MoE : c’est quoi la mixture d’experts des IA génératives. La mixture d’experts (MoE) active seulement des spécialistes pour chaque requête dans les IA génératives, avec des exemples comme Mixtral. La mixture d’experts — aussi appelée MoE — n’est pas nouvelle.
La mixture d’experts — aussi appelée MoE — n’est pas nouvelle. Elle consiste à activer, pour une requête donnée, un sous-ensemble d’experts spécialisés au sein d’un même modèle.
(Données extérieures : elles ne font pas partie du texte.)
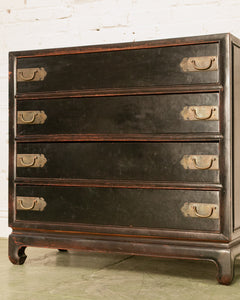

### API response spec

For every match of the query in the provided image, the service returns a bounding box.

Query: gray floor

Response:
[0,239,240,300]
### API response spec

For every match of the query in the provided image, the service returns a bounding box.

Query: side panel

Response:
[233,44,240,230]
Dans les IA génératives, cette approche vise à optimiser les performances tout en réduisant le coût en paramètres et en calcul.
Comment ça marche, précisément ?
Lorsqu’une requête arrive, le modèle n’utilise pas l’intégralité de ses paramètres. Un routeur, entraîné parallèlement, sélectionne les experts les plus pertinents en fonction du contexte et de la tâche. Des experts peuvent partager des couches communes (entrée, attention, normalisation), ce qui évite la duplication des paramètres et permet au système de monter en puissance sans augmenter autant la charge globale. Le nombre d’experts actifs peut varier de quelques-uns à des milliers selon les configurations et les modèles.
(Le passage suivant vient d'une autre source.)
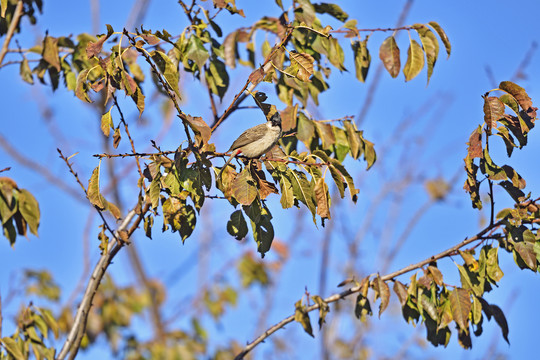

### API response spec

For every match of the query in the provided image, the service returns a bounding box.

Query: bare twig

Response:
[235,221,502,360]
[0,134,85,201]
[356,0,413,126]
[0,0,23,64]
Exemple concret : Mixtral 8x7B et Mixtral 8x22B
Mixtral 8x7B est l’un des premiers modèles open source à populariser le MoE. Il compte huit experts qui partagent le bloc FFN du modèle 7B. Contrairement à l’idée d’un total de 56 milliards de paramètres, chaque expert fait référence à environ 5,6 milliards de paramètres. Comme les couches d’entrée, d’attention et de normalisation sont partagées entre les experts, le total effectif se situe autour de 46,7 milliards.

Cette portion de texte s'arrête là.